La tensione esplose durante il pranzo di Ferragosto. Tutta la famiglia riunita attorno al tavolo, il profumo del ragù che si mescolava all’aria pesante dei non detti.
«Allora,» dissi rompendo il silenzio, «che facciamo con la nonna?»
Laura posò la forchetta con forza. «Io non sono pagata per fare la schiava! Se volete che resti qui dovete trovare qualcun altro che si occupi di lei.»
Mio padre sbatté il pugno sul tavolo. «Questa casa l’ha costruita tuo nonno con le sue mani! E tu parli così?»
Marco si alzò in piedi: «Basta! Sono stufo delle vostre accuse!»
La discussione degenerò in urla e accuse reciproche. Alla fine me ne andai via con la nonna sotto braccio, decisa a portarla a casa mia almeno per qualche giorno.
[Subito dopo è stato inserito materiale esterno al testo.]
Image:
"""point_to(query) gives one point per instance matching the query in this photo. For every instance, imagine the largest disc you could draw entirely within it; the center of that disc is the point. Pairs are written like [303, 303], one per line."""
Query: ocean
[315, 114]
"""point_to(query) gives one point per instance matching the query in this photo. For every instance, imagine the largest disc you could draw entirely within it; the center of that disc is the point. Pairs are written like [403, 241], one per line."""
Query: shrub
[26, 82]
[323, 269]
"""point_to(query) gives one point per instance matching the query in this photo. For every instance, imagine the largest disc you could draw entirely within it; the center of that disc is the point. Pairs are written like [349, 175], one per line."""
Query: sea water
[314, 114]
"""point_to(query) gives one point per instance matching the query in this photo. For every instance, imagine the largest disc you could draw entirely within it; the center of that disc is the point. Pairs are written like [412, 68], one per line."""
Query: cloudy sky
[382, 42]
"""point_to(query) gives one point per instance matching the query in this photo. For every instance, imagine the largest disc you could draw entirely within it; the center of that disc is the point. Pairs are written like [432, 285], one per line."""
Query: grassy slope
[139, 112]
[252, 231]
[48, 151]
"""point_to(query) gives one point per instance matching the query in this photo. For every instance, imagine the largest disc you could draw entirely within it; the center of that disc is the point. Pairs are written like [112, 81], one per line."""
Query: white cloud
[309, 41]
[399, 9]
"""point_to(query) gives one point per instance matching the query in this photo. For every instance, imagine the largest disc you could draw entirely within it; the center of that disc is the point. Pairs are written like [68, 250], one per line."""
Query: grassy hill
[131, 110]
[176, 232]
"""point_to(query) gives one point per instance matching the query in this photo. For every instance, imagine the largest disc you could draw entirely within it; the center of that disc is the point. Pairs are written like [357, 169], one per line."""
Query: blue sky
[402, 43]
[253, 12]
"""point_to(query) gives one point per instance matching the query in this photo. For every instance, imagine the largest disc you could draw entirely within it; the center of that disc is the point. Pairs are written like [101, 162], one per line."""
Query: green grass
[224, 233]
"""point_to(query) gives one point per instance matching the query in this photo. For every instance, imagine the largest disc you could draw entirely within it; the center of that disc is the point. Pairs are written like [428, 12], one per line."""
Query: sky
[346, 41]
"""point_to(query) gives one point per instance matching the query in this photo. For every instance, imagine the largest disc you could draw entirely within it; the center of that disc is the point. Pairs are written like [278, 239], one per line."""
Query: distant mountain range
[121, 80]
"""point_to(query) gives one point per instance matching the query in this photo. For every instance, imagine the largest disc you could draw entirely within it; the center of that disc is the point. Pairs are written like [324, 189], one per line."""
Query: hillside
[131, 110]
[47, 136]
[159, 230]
Quei giorni furono i più difficili della mia vita. La mia piccola casa era inadatta a ospitare una persona anziana e malata; io lavoravo tutto il giorno e la notte restavo sveglia ad ascoltare il suo respiro affannoso.
Un pomeriggio ricevetti una telefonata da Marco.
«Giulia… scusa per tutto quello che è successo. Ma Laura minaccia di lasciarmi se continuo a occuparmi della nonna.»
Mi mancò il fiato. «E tu cosa vuoi fare?»
Silenzio.
«Non lo so.»
In quel momento capii che avevo perso mio fratello molto prima che la nonna ci lasciasse l’eredità.
Dopo qualche settimana la nonna morì nel sonno, serena tra le mie braccia. Al funerale Laura non si fece vedere; Marco arrivò tardi e se ne andò subito dopo la cerimonia.
Da allora i rapporti tra noi si sono raffreddati fino quasi a scomparire. Mio padre mi ringrazia ogni giorno per quello che ho fatto, ma io sento ancora dentro una ferita aperta.
A volte mi chiedo: vale davvero la pena sacrificarsi per chi non vuole capire? E voi… cosa avreste fatto al mio posto?